La loi Tepa (Travail, emploi et pouvoir d'achat), votée à l'été 2007 et mesure phare du quinquennat de Nicolas Sarkozy, est aujourd'hui une coquille vide. Seule tient encore la défiscalisation des heures supplémentaires, concrétisation du slogan de campagne "travailler plus pour gagner plus". Mais peut-être plus pour longtemps.

Un rapport parlementaire publié ce jeudi dresse en effet un bilan peu flatteur du dispositif, qui exonère de charges sociales les entreprises et les salariés sur les heures travaillées au-delà de la durée légale. Réalisé au nom du comité d'évaluation et de contrôle des politiques publiques par deux députés issus de la majorité et de l'opposition, l'UMP Jean-Pierre Gorges et le socialiste Jean Mallot, ce rapport conclut à l'inefficacité et au coût trop élevé — 4,5 milliards d'euros en moyenne par an de manque à gagner pour les finances publiques — de ces incitations fiscales et sociales en faveur des heures supplémentaires. Au total, la mesure a coûté 0,23% du PIB et n'a rapporté que 0,15%.
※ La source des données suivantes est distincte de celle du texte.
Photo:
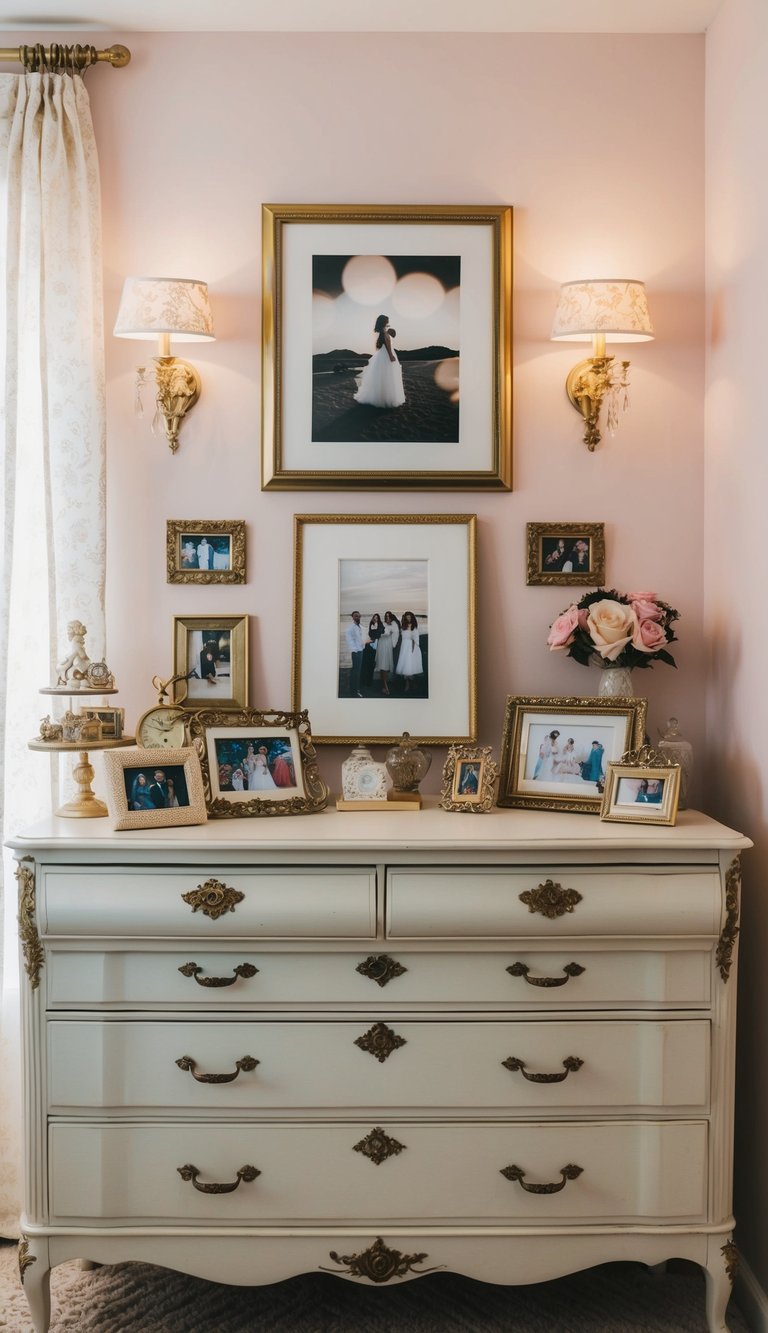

Travailler plus pour gagner… 42 euros de plus par mois

Inefficace car "l’objectif visé, la valorisation du travail, n'a pas été atteint", explique le député d'Eure-et-Loir Jean-Pierre Gorges. Certes, le dispositif a permis de gratifier certains salariés. Ainsi, ce sont en moyenne 3,2 milliards d'euros par an qui sont reversés à quelque 9,4 millions d'entre eux grâce à l'exonération de cotisations sociales (l'heure est rémunérée au brut) et à l'exonération fiscale (la rémunération des heures supplémentaires est déductible de l'impôt sur le revenu). Le gain annuel moyen par salarié se monte environ à 500 euros par an, soit 42 euros par mois.

Ce dispositif ne bénéficie ni aux non salariés ni aux salariés à temps partiel, et dans sa globalité aux seuls salariés imposables. "C’est-à-dire qu’il exclut les personnes aux revenus les plus modestes", souligne le député de l'Allier Jean Mallot. Le profil type du bénéficiaire est un homme dans un emploi stable, à la rémunération médiane (1.600 euros par mois), travaillant plutôt dans la restauration ou la métallurgie, révèle le rapport.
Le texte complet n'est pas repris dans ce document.